Örneğin 2006 yılında çıkan tohumculuk kanunu ile yerel tohumların köylüler tarafından satışı yasaklandı. Kanun köylülerin katıldığı pazarlarda henüz tam olarak uygulanmadığı için algılanamıyor. Yavaş yavaş uyandırmadan uygulamaya konuluyor. Uzun dönemde bunun çiftçileri topraklarından atmaktan pek bir farkı yok. Ancak savunucuları bu yasa ile çiftçiye kaliteli tohum sağlandığını ileri sürüyorlar.
Diğer bir konu tarımsal desteklerin şekli. Çoğunluk yetersizliği üzerinde duruyor (ki bu da doğru) ancak biçimi de çok önemli. Örneğin zeytinyağında kilo başına bir değer olarak ödeniyor. Küçük çiftçilerin çoğu bunu almıyor veya alamıyor. Bu değer iki üç misli arttırılsa ne olur? Köylüden yağı satın alan şirket ve tüccarlar alış fiyatlarını düşürürler. Kısacası bu tür bir tarımsal destek gizli olarak aslında tarım ürünlerinin ticaretini yapan ve işleyen sanayicilerin işine yarıyor.
Başka bir konu çiğ sütün kentlerde satışına getirilen engeller. Bu da topluma sağlıklı süt sağlama adına savunuluyor. Çiğ sütün sağlıklı taşınması için de kurallar getirilemez miydi? Bunun yerine yasaklamak ne oluyor? Çiğ sütün adını da değiştirip sokak sütü yapıyorlar ve aşağılıyorlar. Sanki şirketler de aynı sütü almıyor.
Köy tavukçuluğu ve kuş gribi konusuna gelince. Salgın sanki köy tavuklarından çıkmış gibi nerede ise bütün köy tavukları yok edilecekti. Çoğunluk ses çıkarmadı. Köylüler de durumu bilmediklerinden başlarını eğdiler. En fazla yok etme ekipleri geldiğinde tavuklarını sakladılar. Kuş gribinin endüstriyel büyük tavukçuluğun bir sonucu olduğunu anlayarak açıklayan çok az kişi ve kuruluş ortaya çıkmıştı.
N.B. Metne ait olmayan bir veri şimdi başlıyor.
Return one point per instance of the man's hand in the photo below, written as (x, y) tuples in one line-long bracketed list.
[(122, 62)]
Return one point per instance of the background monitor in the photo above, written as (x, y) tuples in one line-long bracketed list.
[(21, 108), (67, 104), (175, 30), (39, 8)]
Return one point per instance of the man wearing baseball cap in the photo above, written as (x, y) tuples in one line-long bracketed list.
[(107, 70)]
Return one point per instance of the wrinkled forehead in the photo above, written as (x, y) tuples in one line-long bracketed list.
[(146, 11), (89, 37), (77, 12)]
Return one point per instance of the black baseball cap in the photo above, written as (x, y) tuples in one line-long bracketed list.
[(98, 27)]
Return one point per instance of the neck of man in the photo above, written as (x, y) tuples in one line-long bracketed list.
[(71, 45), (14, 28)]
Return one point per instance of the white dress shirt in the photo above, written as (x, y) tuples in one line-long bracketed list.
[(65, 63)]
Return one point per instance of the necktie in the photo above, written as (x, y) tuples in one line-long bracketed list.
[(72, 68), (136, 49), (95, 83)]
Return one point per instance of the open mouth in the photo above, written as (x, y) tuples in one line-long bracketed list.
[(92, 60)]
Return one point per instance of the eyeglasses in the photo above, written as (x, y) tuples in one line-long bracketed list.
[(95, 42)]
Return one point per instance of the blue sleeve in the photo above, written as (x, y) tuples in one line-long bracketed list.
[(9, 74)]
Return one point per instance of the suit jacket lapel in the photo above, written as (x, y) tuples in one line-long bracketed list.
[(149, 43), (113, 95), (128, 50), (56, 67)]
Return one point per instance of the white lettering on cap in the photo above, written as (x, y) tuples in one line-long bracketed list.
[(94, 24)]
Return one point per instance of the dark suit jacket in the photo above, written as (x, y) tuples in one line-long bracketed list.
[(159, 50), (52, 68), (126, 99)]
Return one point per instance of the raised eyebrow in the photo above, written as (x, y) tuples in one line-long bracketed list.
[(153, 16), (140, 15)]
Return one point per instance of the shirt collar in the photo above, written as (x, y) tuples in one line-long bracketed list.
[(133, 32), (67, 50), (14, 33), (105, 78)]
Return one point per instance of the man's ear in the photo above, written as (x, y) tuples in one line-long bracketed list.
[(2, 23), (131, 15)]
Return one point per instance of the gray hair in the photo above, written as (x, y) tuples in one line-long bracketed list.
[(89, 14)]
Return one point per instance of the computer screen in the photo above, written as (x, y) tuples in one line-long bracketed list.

Köylülerin ev yapımı şaraplarına getirilen kısıtlamalar da bir başka hegemonya örneği.
Şimdilerde ise tarım işletmeleri küçülmesin gerekçeleri ile yapılan bazı hazırlıklar var. Bu ise süreç içinde köylü topraklarının şirketlerin elinde toplanmasına yol açacak.
Gördüğünüz gibi saydığımız bütün konularda bir şekilde köylü ve tüketiciler kendi çıkarlarına aykırı bir şekilde koşullanmış ve felç edilmiştir. Çare bu konularda doğru bilgilerin ortaya çıkarılarak tartışılmasıdır. Köylünün kendi organik aydınları yetersiz sayıda olduğu için kent kökenli aydınların bu konularda aldatılması kolay oluyor. Sonuç hegemonyanın büyük bir zaferi oldu. Ne var ki insanlar ne kadar şartlandırılsa da içlerindeki hayal gücü ve özgürlük tutkusu tam olarak yok edilemiyor. Geç de ortaya çıksa buna güveniyoruz.